Once the victim is detected, the server loads a malicious ad on the webpage and the user is redirected to the attacker's malicious website, which is where the DNSChanger EK exploit is then activated. The attacker's server causes an image file to be quietly sent to the user's web browser, which contains an AES encryption key embedded in the image file.

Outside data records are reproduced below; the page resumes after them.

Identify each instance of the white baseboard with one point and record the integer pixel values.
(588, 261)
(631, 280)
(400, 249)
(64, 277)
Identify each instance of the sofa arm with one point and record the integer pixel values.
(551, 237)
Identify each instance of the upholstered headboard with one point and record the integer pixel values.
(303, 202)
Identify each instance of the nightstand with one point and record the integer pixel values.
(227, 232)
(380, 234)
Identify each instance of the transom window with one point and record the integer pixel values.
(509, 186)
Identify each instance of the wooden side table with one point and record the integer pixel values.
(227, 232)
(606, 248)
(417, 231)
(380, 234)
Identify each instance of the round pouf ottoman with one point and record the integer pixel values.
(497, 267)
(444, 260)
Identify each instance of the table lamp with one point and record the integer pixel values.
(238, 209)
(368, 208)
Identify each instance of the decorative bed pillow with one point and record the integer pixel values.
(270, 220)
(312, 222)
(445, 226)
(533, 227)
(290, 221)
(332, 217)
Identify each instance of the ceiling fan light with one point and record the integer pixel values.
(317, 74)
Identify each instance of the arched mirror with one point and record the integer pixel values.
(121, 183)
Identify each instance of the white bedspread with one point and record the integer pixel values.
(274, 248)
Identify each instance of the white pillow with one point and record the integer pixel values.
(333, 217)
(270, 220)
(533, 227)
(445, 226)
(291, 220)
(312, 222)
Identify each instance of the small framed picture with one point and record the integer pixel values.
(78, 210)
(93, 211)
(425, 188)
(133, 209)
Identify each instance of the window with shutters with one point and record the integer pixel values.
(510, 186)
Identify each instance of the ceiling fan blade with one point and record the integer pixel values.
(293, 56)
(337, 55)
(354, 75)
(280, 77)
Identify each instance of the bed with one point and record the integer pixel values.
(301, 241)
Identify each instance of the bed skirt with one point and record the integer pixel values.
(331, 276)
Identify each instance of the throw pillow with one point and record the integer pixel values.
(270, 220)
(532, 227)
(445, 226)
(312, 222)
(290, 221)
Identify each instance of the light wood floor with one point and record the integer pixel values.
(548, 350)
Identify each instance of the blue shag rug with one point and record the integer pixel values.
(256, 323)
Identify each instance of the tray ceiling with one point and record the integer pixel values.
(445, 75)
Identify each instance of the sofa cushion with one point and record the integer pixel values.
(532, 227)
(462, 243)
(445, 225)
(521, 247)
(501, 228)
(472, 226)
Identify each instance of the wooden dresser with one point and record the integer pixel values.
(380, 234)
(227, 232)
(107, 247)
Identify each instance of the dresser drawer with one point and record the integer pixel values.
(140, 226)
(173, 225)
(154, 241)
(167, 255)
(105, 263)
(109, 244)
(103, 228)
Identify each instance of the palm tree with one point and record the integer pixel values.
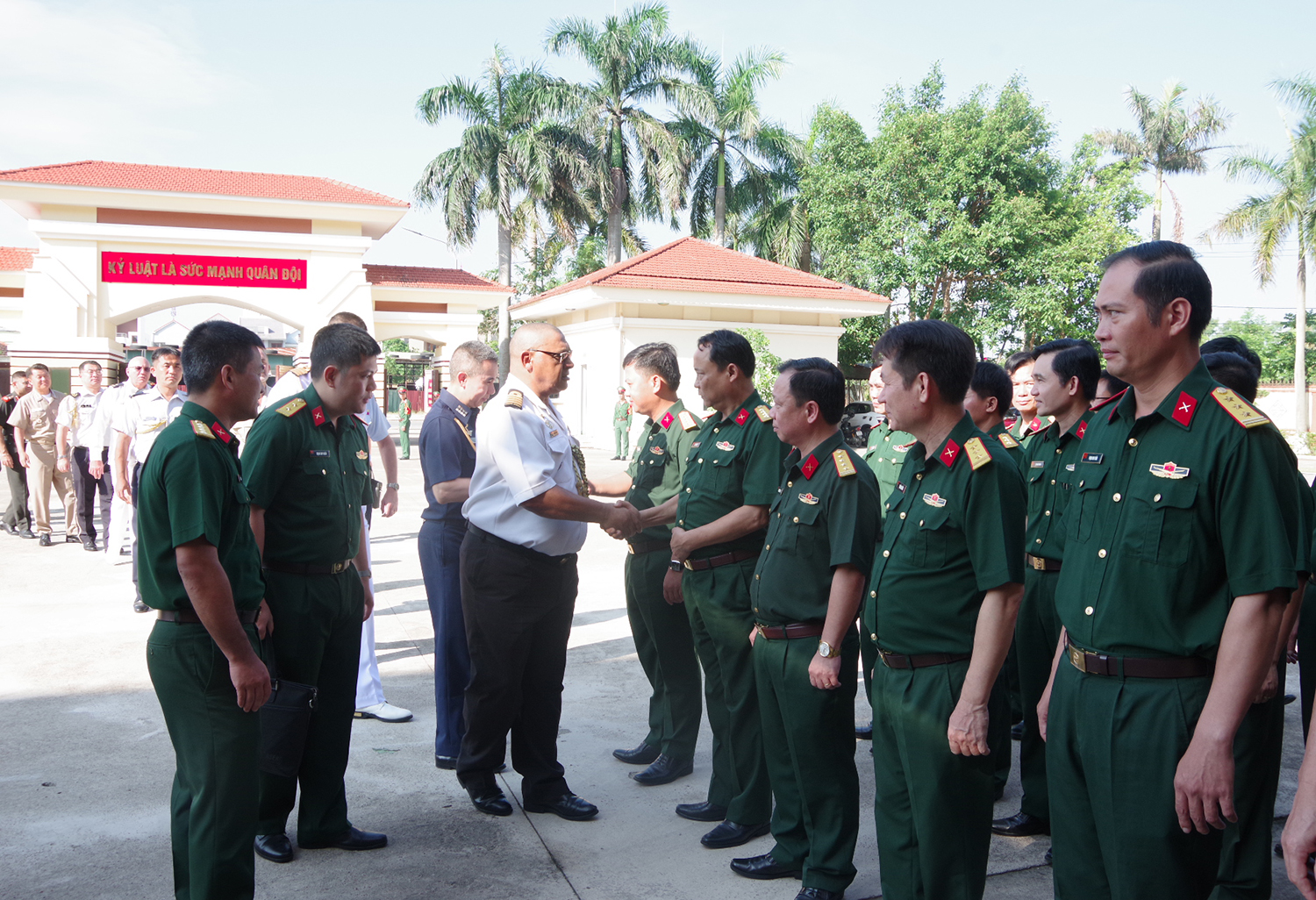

Attackers hiding server traffic from cybersecurity researchers

Cybercriminals don't want security firms finding out what they're doing, so all the attackers' exploit web traffic is encrypted. Once the image file is sent to the user's web browser, the original malicious ad uses the AES key to decrypt anymore traffic coming from the attacker's server.

The reason for all this secrecy is because the attacker's server wants to ask the user's computer and home router questions to find out what specific model the victim is using, and to do this, it needs to send traffic that could be detected by cybersecurity researchers.

So once the malicious ad has authenticated and decrypted the web traffic, the exploit kit sends out a list of router fingerprints, asking the router to confirm its identity. Proofpoint has so far spotted that the exploit sends out router fingerprints relating to 166 different internet router models, one by one trying each fingerprint until it figures out the victim's router model.

When the attacker's server figures out the correct router model, it then selects the appropriate exploit package that then hijacks the router and changes its DNS settings so the attacker can route an endless supply of malicious ads, which will appear on any site the victim visits while on the home network, as well as on any other PC or Android smartphone that goes online at the victim's home.

Exploit kit includes multiple ways to hijack the router

This exploit kit is quite vicious because it includes exploits to suit any eventuality. If your router is one that has easy-to-guess admin credentials, then the kit hijacks your router that way. If not, it keeps cycling through vulnerabilities until it finds one that works.

And if the particular router has administration ports that can easily be manipulated, then the exploit is programmed to open the port so the attackers can control the router directly. Proofpoint's researchers discovered that this was the case with 36 of the routers on the router fingerprint list.

The specific router models that researchers identified as being affected by the malvertising campaign include: D-Link DSL-2740R, Comtrend ADSL Router CT-5367 C01_R12, Netgear WNDR3400v3 (and likely other models in this series), Pirelli ADSL2/2+ Wireless Router P.DGA4001N and Netgear R6200.

This malvertising campaign is a completely separate issue to the Netgear critical flaw enabling hackers to hijack routers that was reported by the US Computer Emergency Readiness Team (US-CERT) at Carnegie Mellon University on 9 December. Netgear is currently working on a fix for the vulnerability.